Caravaggio watches Hana, who sits across from him looking into his eyes, trying to read him, trying to figure the flow of thought the way his wife used to do. He watches her sniffing him out, searching for the trace. He buries it and looks back at her, knowing his eyes are faultless, clear as any river, unimpeachable as a landscape. People, he knows, get lost in them, and he is able to hide well. But the girl watches him quizzically, tilting her head in a question as a dog would when spoken to in a tone or pitch that is not human. She sits across from him in front of the dark, blood-red walls, whose colour he doesn’t like, and in her black hair and with that look, slim, tanned olive from all the light in this country, she reminds him of his wife.

Nowadays he doesn’t think of his wife, though he knows he can turn around and evoke every move of her, describe any aspect of her, the weight of her wrist on his heart during the night.

He sits with his hands below the table, watching the girl eat. He still prefers to eat alone, though he always sits with Hana during meals. Vanity, he thinks. Mortal vanity. She has seen him from a window eating with his hands as he sits on one of the thirty-six steps by the chapel, not a fork or a knife in sight, as if he were learning to eat like someone from the East. In his greying stubble-beard, in his dark jacket, she sees the Italian finally in him. She notices this more and more.

He watches her darkness against the brown- and-red walls, her skin, her cropped dark hair. He had known her and her father in Toronto before the war. Then he had been a thief, a married man, slipped through his chosen world with a lazy confidence, brilliant in deceit against the rich, or charm towards his wife Giannetta or with this young daughter of his friend.

But now there is hardly a world around them and they are forced back on themselves. During these days in the hill town near Florence, indoors during the days of rain, daydreaming in the one soft chair in the kitchen or on the bed or on the roof, he has no plots to set in motion, is interested only in Hana. And it seems she has chained herself to the dying man upstairs.
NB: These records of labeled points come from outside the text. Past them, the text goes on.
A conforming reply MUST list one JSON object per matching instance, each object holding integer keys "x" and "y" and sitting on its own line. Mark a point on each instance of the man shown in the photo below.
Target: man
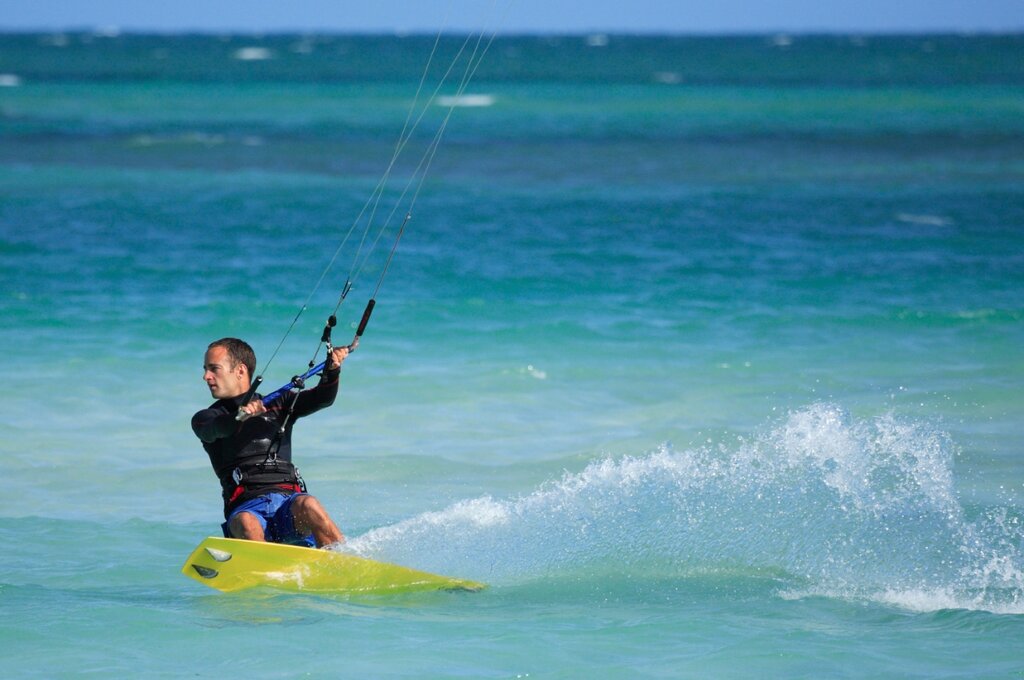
{"x": 251, "y": 453}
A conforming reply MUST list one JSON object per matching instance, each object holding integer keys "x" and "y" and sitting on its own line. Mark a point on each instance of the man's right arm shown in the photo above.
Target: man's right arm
{"x": 212, "y": 424}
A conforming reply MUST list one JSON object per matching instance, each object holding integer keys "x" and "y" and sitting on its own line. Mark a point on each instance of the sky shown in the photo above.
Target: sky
{"x": 682, "y": 16}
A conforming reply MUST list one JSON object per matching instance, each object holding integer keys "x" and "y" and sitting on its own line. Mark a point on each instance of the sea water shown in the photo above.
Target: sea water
{"x": 706, "y": 353}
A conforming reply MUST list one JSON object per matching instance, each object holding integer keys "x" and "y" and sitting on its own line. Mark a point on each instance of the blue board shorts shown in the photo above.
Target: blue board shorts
{"x": 274, "y": 512}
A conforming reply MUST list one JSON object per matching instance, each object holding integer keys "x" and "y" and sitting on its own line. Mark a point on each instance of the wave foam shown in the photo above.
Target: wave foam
{"x": 863, "y": 509}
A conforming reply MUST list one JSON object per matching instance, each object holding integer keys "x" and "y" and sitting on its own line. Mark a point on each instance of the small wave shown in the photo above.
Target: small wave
{"x": 865, "y": 509}
{"x": 924, "y": 220}
{"x": 253, "y": 54}
{"x": 467, "y": 100}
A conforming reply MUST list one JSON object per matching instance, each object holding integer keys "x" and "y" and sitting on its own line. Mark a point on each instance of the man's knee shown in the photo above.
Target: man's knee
{"x": 246, "y": 525}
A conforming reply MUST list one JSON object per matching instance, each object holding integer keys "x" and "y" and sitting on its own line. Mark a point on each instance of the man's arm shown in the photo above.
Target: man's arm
{"x": 323, "y": 394}
{"x": 212, "y": 424}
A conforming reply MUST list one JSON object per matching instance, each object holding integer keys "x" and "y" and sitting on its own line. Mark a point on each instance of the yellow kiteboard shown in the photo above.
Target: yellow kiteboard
{"x": 230, "y": 564}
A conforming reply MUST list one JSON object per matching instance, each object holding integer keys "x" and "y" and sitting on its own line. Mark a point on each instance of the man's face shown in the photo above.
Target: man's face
{"x": 224, "y": 378}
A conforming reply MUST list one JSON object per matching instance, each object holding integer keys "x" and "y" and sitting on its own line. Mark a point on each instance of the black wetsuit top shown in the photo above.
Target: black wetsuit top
{"x": 249, "y": 444}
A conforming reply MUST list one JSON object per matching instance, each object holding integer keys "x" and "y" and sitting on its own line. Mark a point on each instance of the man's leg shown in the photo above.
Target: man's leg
{"x": 310, "y": 517}
{"x": 246, "y": 525}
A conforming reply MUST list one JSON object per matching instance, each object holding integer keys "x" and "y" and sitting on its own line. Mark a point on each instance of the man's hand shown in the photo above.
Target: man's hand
{"x": 254, "y": 408}
{"x": 337, "y": 357}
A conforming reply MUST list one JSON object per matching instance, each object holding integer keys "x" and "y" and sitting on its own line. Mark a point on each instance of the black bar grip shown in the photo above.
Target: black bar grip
{"x": 366, "y": 317}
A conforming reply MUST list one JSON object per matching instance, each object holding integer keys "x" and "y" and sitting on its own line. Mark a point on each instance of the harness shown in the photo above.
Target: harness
{"x": 271, "y": 472}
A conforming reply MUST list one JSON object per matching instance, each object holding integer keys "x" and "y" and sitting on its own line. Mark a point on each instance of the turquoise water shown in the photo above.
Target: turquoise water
{"x": 705, "y": 353}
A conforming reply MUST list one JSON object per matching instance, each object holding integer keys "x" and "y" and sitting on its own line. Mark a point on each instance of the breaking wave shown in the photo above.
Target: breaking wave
{"x": 827, "y": 504}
During meals he sits opposite this girl and watches her eat.

Half a year earlier, from a window at the end of the long hall in Santa Chiara Hospital in Pisa, Hana had been able to see a white lion. It stood alone on top of the battlements, linked by colour to the white marble of the Duomo and the Camposanto, though its roughness and naive form seemed part of another era. Like some gift from the past that had to be accepted. Yet she accepted it most of all among the things surrounding this hospital. At midnight she would look through the window and know it stood within the curfew blackout and that it would emerge like her into the dawn shift. She would look up at five or five-thirty and then at six to see its silhouette and growing detail. Every night it was her sentinel while she moved among patients. Even through the shelling the army had left it there, much more concerned about the rest of the fabulous compound—with its mad logic of a tower leaning like a person in shell shock.